PolskaPluton już nie będzie planetą?

Pluton już nie będzie planetą?

Astronomowie zgromadzeni na międzynarodowej konferencji w Pradze chcą ostatecznie określić status Plutona. Od dawna dyskutuje się nad tym, czy to rzeczywiście planeta. Problem ma rozwiązać nowa definicja planety, opracowana przez międzynarodowy zespół ekspertów.

14.08.2006 18:15

Około trzech tysięcy astronomów i innych naukowców z całego świata zgromadzonych w Pradze zdecyduje, czy odkryty w 1930 r. Pluton spełnia kryteria, odpowiednie do tego, by uznać go za planetę.

Definiując ostatecznie, czym jest planeta, Międzynarodowa Unia Astronomiczna (IAU) może być zmuszona do degradacji Plutona lub też do konsekwentnego "dołożenia" do zbioru planet kolejnych 14 ciał niebieskich.

Pluton jest wyraźnie odmienny od Jowisza, Saturna, Urana i Neptuna - podkreślał na spotkaniu emerytowany profesor astronomii i historii nauki z Uniwersytetu Harwarda, Owen Gingerich.

Debata nad tożsamością Plutona, obiektu o masie równej czterem setnym masy Ziemi, ciągnie się już dziesięciolecia. Nasiliła się w 2003 r., gdy astronomowie odkryli "dziesiątą planetę Układu Słonecznego", nazwana UB 313 (lub Xena). Jest to jedno z kilkunastu ciał niebieskich w Układzie Słonecznym, większych od Plutona.

Xena i Pluton to duże bryły lodu, krążące za Neptunem w tzw. Pasie Kuipera. Średnicę Xeny szacuje się na około 2.400 km - to około 5 proc. więcej od średnicy Plutona.

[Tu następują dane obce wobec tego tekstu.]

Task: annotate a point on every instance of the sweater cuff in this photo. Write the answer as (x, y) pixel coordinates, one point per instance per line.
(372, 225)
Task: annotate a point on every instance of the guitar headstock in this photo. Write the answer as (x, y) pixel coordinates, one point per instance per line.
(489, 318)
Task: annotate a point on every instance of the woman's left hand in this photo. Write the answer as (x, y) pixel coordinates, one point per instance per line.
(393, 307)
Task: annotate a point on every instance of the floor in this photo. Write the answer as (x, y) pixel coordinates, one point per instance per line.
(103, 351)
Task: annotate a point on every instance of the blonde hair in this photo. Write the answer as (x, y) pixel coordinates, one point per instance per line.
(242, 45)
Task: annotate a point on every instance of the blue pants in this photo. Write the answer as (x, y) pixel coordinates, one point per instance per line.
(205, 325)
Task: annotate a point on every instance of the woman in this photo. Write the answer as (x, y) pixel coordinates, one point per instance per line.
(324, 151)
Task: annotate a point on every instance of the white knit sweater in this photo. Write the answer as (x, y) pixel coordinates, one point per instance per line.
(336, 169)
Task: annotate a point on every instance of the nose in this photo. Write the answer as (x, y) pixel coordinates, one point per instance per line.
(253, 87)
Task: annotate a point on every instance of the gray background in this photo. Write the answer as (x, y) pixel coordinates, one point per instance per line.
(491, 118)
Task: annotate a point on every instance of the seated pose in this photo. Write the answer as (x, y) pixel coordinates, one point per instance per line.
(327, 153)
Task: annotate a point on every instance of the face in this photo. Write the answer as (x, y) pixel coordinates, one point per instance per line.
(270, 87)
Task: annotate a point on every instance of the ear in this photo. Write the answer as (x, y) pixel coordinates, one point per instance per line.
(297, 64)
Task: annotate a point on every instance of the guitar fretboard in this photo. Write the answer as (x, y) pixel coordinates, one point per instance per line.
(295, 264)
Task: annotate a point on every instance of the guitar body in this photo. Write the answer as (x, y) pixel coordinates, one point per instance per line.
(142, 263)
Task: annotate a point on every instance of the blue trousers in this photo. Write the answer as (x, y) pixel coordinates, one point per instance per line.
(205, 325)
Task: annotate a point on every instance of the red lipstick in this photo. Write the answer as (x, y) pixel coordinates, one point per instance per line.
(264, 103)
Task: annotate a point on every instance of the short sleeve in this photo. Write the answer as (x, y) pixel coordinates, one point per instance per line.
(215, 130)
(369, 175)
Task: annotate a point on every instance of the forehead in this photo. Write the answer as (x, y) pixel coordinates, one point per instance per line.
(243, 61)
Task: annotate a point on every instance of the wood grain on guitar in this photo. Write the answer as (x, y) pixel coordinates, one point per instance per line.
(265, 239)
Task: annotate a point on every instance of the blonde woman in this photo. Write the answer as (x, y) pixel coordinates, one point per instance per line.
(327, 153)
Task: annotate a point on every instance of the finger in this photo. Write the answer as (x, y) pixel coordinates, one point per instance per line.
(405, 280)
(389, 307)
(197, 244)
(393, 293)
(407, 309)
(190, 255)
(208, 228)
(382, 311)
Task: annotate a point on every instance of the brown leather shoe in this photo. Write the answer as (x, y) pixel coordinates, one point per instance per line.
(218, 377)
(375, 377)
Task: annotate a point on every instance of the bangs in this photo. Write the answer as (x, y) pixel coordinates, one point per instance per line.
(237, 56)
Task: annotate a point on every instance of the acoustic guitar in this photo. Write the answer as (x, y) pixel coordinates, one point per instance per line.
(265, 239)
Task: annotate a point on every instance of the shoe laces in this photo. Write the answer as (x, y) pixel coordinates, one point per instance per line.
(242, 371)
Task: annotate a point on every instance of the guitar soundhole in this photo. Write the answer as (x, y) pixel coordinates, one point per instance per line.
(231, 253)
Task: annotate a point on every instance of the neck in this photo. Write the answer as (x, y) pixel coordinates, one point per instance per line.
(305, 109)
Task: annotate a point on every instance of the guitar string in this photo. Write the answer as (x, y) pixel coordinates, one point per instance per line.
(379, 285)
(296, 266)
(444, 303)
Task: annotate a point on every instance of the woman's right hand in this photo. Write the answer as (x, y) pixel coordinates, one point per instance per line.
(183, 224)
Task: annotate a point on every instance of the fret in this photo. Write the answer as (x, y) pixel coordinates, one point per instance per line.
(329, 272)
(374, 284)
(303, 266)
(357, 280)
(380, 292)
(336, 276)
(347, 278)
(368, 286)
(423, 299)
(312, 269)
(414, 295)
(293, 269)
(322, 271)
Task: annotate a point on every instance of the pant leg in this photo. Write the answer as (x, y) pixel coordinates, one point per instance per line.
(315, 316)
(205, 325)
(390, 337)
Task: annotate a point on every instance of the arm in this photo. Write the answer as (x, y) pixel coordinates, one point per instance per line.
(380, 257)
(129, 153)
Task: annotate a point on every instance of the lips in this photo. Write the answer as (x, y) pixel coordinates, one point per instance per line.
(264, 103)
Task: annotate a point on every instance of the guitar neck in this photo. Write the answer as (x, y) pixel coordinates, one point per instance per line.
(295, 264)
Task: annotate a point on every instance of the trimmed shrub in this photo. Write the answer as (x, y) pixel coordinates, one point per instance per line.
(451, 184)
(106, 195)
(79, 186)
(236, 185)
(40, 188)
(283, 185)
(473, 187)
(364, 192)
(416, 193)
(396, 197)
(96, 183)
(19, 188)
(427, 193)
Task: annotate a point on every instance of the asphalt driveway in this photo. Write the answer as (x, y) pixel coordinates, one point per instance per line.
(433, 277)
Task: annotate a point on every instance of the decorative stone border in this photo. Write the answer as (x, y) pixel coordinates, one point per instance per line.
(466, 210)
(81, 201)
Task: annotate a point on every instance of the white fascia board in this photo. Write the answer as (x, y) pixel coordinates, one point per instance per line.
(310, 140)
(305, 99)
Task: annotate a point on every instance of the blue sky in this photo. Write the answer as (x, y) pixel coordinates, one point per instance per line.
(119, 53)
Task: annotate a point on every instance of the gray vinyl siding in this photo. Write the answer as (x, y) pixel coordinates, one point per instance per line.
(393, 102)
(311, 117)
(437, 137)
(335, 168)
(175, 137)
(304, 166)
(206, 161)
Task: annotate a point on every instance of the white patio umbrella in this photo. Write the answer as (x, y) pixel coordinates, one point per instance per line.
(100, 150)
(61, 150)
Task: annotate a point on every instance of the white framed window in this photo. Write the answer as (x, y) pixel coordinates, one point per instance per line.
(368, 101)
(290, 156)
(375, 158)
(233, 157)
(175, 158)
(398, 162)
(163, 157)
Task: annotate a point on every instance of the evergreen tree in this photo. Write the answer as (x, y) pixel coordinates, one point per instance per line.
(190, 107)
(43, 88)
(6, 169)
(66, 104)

Gingerich przewodniczy komitetowi, który poproszono o ustalenie definicji planety i ogłoszenie wyników tej pracy na walnym zgromadzeniu IAU, które trwa od 14 do 25 sierpnia.

Od samego początku zgromadzenia emocje sięgają szczytu. Część naukowców apeluje do Gingericha, aby nie dopuścił do degradacji Plutona, bo pociągnie to niepotrzebne zmiany w podręcznikach fizyki i astronomii, a poza tym "wprowadzi chaos w nasze rozumienie Kosmosu". Są i tacy, którym podoba się idea zmian w obecnych poglądach na Wszechświat.

Na razie Gingerich nie zdradza wyników pracy swojego siedmioosobowego zespołu. Inni naukowcy spekulują, że może paść propozycja stworzenia nowej klasy planet, która objęłaby większe ciała niebieskie takie jak Xena i Pluton, ale którym wielkością daleko jest do "tradycyjnie" pojmowanych planet.